You can keep John o' Groats. For feeling like you are nearly at the edge of the world, go a bit further east to Duncansby Head, a wide promontory with a lighthouse, cliffs, rocky stacks and soaring seabirds, and in the distance, the Orkneys. Duncansby stacks, a busy nesting place at this time of year for fulmar, kittiwakes, guillemots . . .

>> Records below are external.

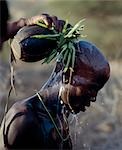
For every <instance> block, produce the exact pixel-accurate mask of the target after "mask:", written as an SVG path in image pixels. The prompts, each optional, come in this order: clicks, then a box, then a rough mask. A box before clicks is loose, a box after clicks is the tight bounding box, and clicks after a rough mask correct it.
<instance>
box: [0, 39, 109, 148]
mask: <svg viewBox="0 0 122 150" xmlns="http://www.w3.org/2000/svg"><path fill="white" fill-rule="evenodd" d="M77 46H79V47H80V49H77V51H76V61H75V67H74V73H73V76H72V81H71V84H70V85H68V84H67V83H62V73H63V72H62V70H63V64H62V62H60V63H57V64H56V68H55V70H54V72H53V74H52V75H51V77H50V79H49V80H48V81H47V83H46V84H45V86H44V87H43V88H42V89H41V90H40V91H39V93H40V95H41V97H42V100H43V102H44V103H45V105H46V107H47V109H48V110H50V112H51V114H52V116H53V118H54V120H55V121H56V124H57V125H58V128H61V126H62V129H63V130H62V132H63V135H64V136H63V138H65V137H67V136H68V133H69V129H68V124H66V122H65V119H64V118H63V114H62V113H61V112H62V104H61V103H60V102H59V101H58V100H59V99H58V98H59V93H60V97H61V100H62V101H63V103H64V105H63V106H65V107H66V109H67V110H68V112H69V113H70V112H71V109H70V107H69V104H70V106H71V108H72V109H73V111H74V113H78V112H80V111H85V109H86V106H87V107H89V106H90V103H91V102H93V101H95V100H96V96H97V92H98V91H99V90H100V89H101V88H102V87H103V86H104V84H105V83H106V82H107V80H108V78H109V76H110V67H109V64H108V62H107V60H106V59H105V58H104V56H103V55H102V54H101V53H100V52H99V50H98V49H96V47H94V46H93V45H92V46H91V44H89V43H88V42H82V41H81V42H79V43H78V44H77ZM68 76H69V73H68V72H67V73H66V74H65V77H66V78H68ZM62 87H63V89H62V90H61V88H62ZM68 90H69V95H68V98H69V99H67V91H68ZM58 102H59V103H58ZM41 104H42V103H41V101H40V100H39V97H38V96H37V95H34V96H32V97H29V98H28V99H26V100H22V101H20V102H16V103H15V104H14V105H13V106H12V107H11V108H10V110H9V111H8V113H7V121H6V130H5V134H6V137H7V142H5V145H4V141H3V135H2V132H3V128H1V131H2V132H1V135H0V136H1V137H0V139H2V140H0V142H1V143H0V149H3V150H4V149H7V150H8V149H10V148H13V149H20V148H21V149H25V148H31V149H36V148H37V149H51V148H53V149H60V146H61V143H62V142H61V139H60V138H59V135H58V133H57V131H56V129H55V127H54V126H53V123H52V122H51V121H50V117H49V116H48V115H47V112H45V113H42V112H44V111H45V109H44V108H42V105H41ZM57 104H58V106H59V110H58V112H57V107H56V106H57ZM57 115H58V117H59V118H60V120H61V122H62V123H61V125H60V123H59V120H57ZM65 115H67V114H65ZM43 116H45V117H43ZM45 119H46V120H47V121H46V122H45ZM47 124H48V128H46V126H47ZM42 127H44V129H43V128H42ZM49 127H51V128H49ZM43 131H44V132H43ZM60 132H61V131H60ZM44 133H46V135H47V136H46V137H48V138H47V140H46V142H45V140H44V139H45V134H44ZM63 148H64V149H72V146H71V140H70V138H68V140H66V141H65V142H64V143H63Z"/></svg>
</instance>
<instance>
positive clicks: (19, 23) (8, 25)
mask: <svg viewBox="0 0 122 150" xmlns="http://www.w3.org/2000/svg"><path fill="white" fill-rule="evenodd" d="M38 21H42V22H44V24H46V25H47V26H48V28H51V27H52V26H54V27H55V29H56V30H57V31H59V32H60V31H61V30H62V27H63V25H64V21H63V20H59V19H58V18H57V17H56V16H50V15H48V14H42V15H37V16H33V17H31V18H27V19H26V18H21V19H19V20H18V21H15V22H9V21H7V32H6V34H5V35H4V36H3V37H0V47H2V44H3V42H5V41H7V40H8V39H9V38H13V37H14V35H16V33H17V32H18V30H19V29H21V28H22V27H24V26H30V25H34V24H35V23H37V22H38Z"/></svg>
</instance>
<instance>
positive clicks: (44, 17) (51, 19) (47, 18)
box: [40, 14, 52, 28]
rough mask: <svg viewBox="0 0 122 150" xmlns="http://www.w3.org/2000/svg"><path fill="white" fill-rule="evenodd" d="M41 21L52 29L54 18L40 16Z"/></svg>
mask: <svg viewBox="0 0 122 150" xmlns="http://www.w3.org/2000/svg"><path fill="white" fill-rule="evenodd" d="M40 20H42V21H43V22H44V23H45V24H46V25H47V26H48V28H51V27H52V18H51V17H50V16H49V15H48V14H42V15H41V16H40Z"/></svg>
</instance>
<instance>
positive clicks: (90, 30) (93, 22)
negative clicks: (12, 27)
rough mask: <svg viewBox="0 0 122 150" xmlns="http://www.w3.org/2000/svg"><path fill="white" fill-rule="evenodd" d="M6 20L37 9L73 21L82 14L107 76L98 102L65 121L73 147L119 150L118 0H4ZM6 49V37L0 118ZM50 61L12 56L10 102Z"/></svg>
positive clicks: (121, 79)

The view from our cottage across the Pentland Firth to the Orkneys.
... and the cottage itself. Now this was at the real northernmost point, Dunnet Head, another amazing headland, with views from its highest point to Cape Wrath, the farthest west, and Duncansby, the farthest east, along the north coast of the Scottish mainland.
Further south, this view, Dornoch Firth, north of Inverness, where the A9 goes across on a causeway.
What with interruptions, pc playing up etc it has taken me ages to get this post together!

Tulips again . . .

. . . look what's happened to these. Aren't they interesting!

Monday, May 14, 2007

Tags and Scotland

Dy has tagged me - I'm not sure what that means!! I think, is it I'm being asked to say , is it 7, things about myself? That seems to be what Dy has done when she was tagged. Well, I don't mind doing that, but have to think about it a bit first! And find some pix to go with it all. Wait on.
Wild skies above Scotland on Saturday, coming south from Inverness on the A9 - wait on for that that, too, husband is making noises that sound like its time for lunch.

Wednesday, May 02, 2007


Just a few shots of our lovely tulips . . .

Tuesday, May 01, 2007

CQG Journal Quilts March

Some friends who work in Africa came to this country in March to complete a project they have been working on there and I wanted to mark this some way. So I dug out my African fabrics collection and found scraps enough to cut mostly 1" squares of 31 different fabrics, one for each day of the month.
I stuck them with temporary adhesive to some dark blue glazed cotton and stitched round them. Raw edge appliqué. It's been trendy for a long time now but I hadn't really tried it before in a serious piece of work. Then some machine quilting in a pattern from an African print block.

CQG Journal Quilts April

The first 4 A4 size quilts in this challenge are due by 10th May. The co-ordinator wants images sent to her and a bit of writing about why and how they were made. In a bit of a rush, and without as much thought and investigation as might have been given had there been more time, I finished March and April. Here's some 'stages' pix of April's tulips. We had such a great display in the garden this year and I do like tulips very much.
First, a line drawing of a small cluster on paper. I painted splodges of silk paint on dampened calico in roughly the right places.
Then traced the drawing onto light interlining and pinned it to the back with wadding sandwiched between it and the painted fabric.
Stitched the outlines from the back - and I DID have the drawing the right way round! (Think about it!). Then some more stitching on the front.
This is how it ended up on the back. I almost prefer it to the front. Funny how that often happens, the bit you are not trying for turns out better! This then got covered by a backing unfortunately because I didn't manage to work out when the backing should be added and couldn't really leave the interlining as the backing. Next time!
The finished piece right side up. The edging this time is a mixture of lines of straight machine stitches and a pattern stitch. Free machine quilting.